A couple of years ago I came across a bag of parts. I was interested in the cases as they reminded me of larger Trench watch cases. I've always had a thing for Marriage watches but they are always too big for my wrist. These 5 cases were perfect at 41mm. Sadly i've never got around to doing anything with them, mainly due to having no knowledge of Pocket watches.

Is there anybody that can point me in the right direction? I know that I will need to find an alternative movement. If possible It would be nice to keep the old dial, but not overly fussy.

i've taken pictures of the parts to show sizes etc.

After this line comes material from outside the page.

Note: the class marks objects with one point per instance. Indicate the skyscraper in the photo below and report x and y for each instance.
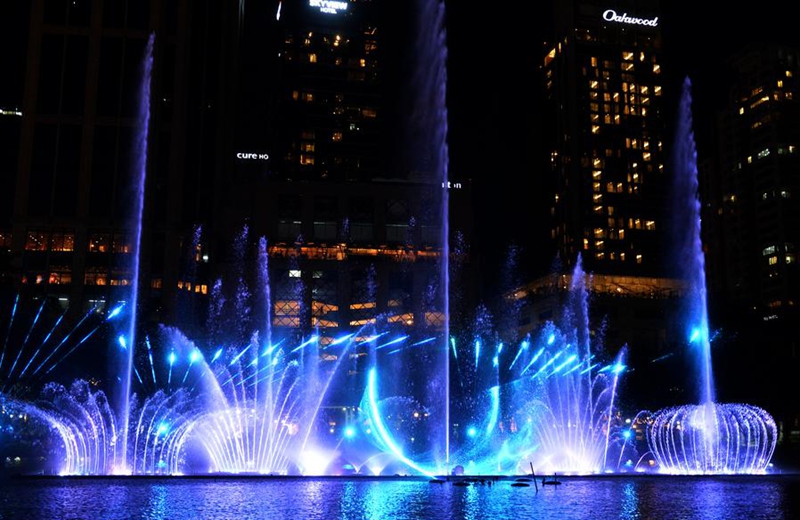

Any help would be much appreciated.


----------



## simon2 (Dec 5, 2010)

Will be a challenge, and very time consuming.


----------



## phil_kod (Sep 17, 2012)

I would just like a movement to go in it. Not bothered what


----------



## simon2 (Dec 5, 2010)

Is that the original movement in your pictures? If so can I have a closer short of its front plate. Please.


----------



## phil_kod (Sep 17, 2012)

Hope this helps.


----------



## vinn (Jun 14, 2015)

those "thin strap" vintage watches are hard to get parts. i don't think that is the original mvt., the early ones had a collet stem very much like a pocket watch and usely missing. if you can post the case numbers it might help dating the case. it could be a trench watch. "keep looking for parts watches", good luck, vin


----------



## Nucejoe (Jun 22, 2018)

The distance between center and subsecond is the only significant factor and a pain to find a movement to fit.

A dial plate with only center second makes life easier.


----------